15 thoughts on “Sunday Morning! King Lear by William Shakespeare

  1. It baffles me that the phrase “In Shakespeare’s defense” is in this otherwise excellent piece.

    Many men – and not just madmen – throughout history have thought the way that Lear is thinking in that moment. You can turn on YouTube and see hundreds of videos with hundreds of thousands of views espousing that exact type of stuff. Entire religions have codified it. Women are being surgically altered and confined to huts to this very day because of that mindset.

    Are we meant to ignore that, to remain ignorant of the reality that some dudes actually do have those sort of thoughts?

    Authors have a responsibility to reveal the darkest recesses of the human mind versus presenting a sanitized-for-your-protection morality play. He’s not advocating a position, but capturing a reality. You may as well take him to task for portraying children killing themselves in Romeo and Juliet.Report

    1. Oh, sorry- I thought it was obvious that my tongue was in my cheek with that line. I’d intended to link in the sentence prior to this article which claimed audiences would have a problem with the passage:

      https://slate.com/human-interest/2016/06/the-vagina-shaming-language-in-shakespeare-s-king-lear.html

      And then, yeah, what I was getting at was that Shakespeare somehow seems to capture every train of thought human beings have ever been capable of having in his plays, including that of an old man losing his mind who believes he’s been betrayed by all women, instead of just his two daughters who think he’s… well, losing his mind.Report

  2. I’ve seen Lear twice.

    The first time was when I was still a teenager and they put a guy in his 40’s in some “old man” makeup. He was pretty good, I guess. I imagine that his tryout was better than everybody else’s, at least. (And, when you’re still a teenager, the difference between “40’s” and “old” is negligible.)
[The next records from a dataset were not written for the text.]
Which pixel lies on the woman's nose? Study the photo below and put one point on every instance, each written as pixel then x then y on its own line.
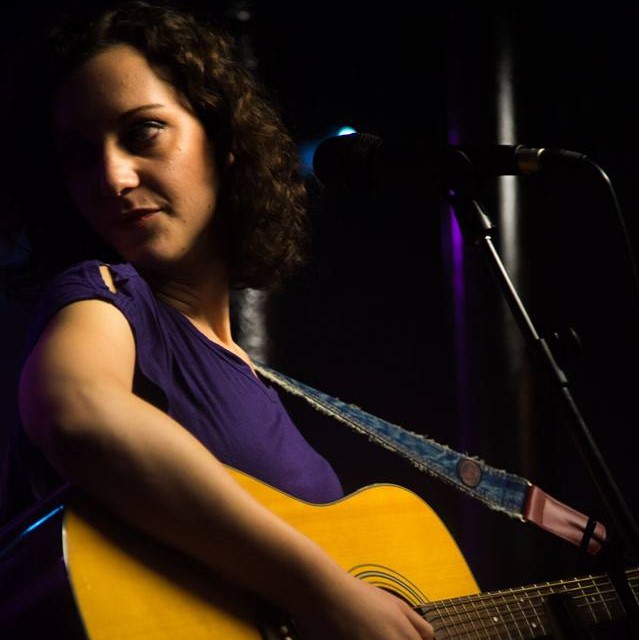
pixel 118 172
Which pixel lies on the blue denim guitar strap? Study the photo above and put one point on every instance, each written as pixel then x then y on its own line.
pixel 501 491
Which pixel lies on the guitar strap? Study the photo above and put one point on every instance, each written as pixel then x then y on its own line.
pixel 501 491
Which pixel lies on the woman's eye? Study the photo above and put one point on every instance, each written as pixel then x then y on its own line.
pixel 144 132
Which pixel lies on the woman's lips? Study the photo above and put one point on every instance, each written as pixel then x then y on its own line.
pixel 137 217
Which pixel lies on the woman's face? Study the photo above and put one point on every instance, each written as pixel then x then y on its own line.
pixel 136 161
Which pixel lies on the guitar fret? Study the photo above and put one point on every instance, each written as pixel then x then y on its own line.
pixel 520 614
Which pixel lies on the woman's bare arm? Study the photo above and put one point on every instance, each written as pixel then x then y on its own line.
pixel 77 404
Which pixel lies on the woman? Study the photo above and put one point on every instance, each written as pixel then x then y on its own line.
pixel 135 390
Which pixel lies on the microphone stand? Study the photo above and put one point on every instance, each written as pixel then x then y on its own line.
pixel 477 230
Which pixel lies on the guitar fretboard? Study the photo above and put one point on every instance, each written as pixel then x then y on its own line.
pixel 521 614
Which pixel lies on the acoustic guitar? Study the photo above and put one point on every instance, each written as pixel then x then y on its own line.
pixel 127 586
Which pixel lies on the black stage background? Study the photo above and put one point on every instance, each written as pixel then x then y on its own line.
pixel 374 318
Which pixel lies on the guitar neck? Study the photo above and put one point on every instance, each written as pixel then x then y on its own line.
pixel 522 613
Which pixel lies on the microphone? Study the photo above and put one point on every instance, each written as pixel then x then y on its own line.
pixel 361 161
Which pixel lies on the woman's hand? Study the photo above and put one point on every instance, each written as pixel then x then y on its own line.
pixel 360 611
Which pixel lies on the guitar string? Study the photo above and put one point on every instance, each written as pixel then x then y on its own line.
pixel 503 622
pixel 498 604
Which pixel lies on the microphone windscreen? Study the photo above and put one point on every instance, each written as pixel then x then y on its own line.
pixel 348 161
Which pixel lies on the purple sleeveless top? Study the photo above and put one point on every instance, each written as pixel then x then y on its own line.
pixel 203 386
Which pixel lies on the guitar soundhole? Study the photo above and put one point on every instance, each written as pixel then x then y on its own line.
pixel 391 581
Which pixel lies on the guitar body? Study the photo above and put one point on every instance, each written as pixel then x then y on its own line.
pixel 128 586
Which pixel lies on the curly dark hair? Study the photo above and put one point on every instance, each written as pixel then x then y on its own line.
pixel 262 202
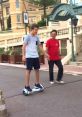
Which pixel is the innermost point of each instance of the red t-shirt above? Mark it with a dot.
(53, 49)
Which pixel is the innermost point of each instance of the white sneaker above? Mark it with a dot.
(38, 88)
(51, 82)
(27, 91)
(60, 82)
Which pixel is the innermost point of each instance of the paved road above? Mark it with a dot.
(56, 101)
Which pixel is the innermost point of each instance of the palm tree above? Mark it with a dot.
(45, 3)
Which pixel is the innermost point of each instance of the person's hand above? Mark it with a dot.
(23, 58)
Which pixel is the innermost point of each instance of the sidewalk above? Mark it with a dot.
(70, 69)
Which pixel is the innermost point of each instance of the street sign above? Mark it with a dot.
(25, 17)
    The second time was about a dozen years later, after I had gotten married, and they got a guy in his late 60’s to play Lear.

    The first guy read the lines expertly.
    The second guy read the lines and you *FELT* it.

    “O, that way madness lies; let me shun that; No more of that.”
    (Aside to self: “Holy crap. That’s what that means. It’s too late though. But wow.”)

    Is there still a debate over what happened to The Fool? When I was a kid, mom told me that the major theories invoked all kinds of psychoanalysis stuff… he represents the king’s lack of wisdom and his disappearance heralds Lear’s gaining it or something about loyalty evaporating or something like that but mom said “He didn’t have an editor. He forgot about the fool and finished the play and then it was too late.”

    And I thought that that was silly in my teens but now I am older and see the wisdom in it.Report

      1. You mean, Kent and The Fool being the same actor?

        Wow, that’s what they did for the production I saw, and it made so much sense I thought it was supposed to be that way.Report

      2. Oh, jeez. That makes sense too.

        We went over Faust a couple of times in my college career and one of my professors explained that everybody in the 20th Century reads Faust for Mephistopheles but, at the time, everybody knew that Mephistopheles was evil and they needed to read Faust for *FAUST*.

        All that to say: Maybe The Fool is considered the best character ever in the 20th Century but, at the time, he was just a guy and people watched the play for Glouster or something.Report

  3. Some thoughts about Lear:

    1) When I went to see it, I knew nothing about it. In the theater gift shop, they were selling note-cards with quotes from Shakespeare’s works, and one of them was “I love thee more than words can wield the matter”. And I thought, “oh, that’s a nice sentiment, maybe I should get that for someone.” And then I went and watched the play, and afterwards I wondered why you’d put that on a note-card, unless it was meant to be sent to someone you disliked..

    2) I came to the conclusion that one cannot read Shakespeare. If you’re wondering “why is this guy such a huge deal”, then you have to see it done. Stage direction and performance brings a lot to the understanding of the thing.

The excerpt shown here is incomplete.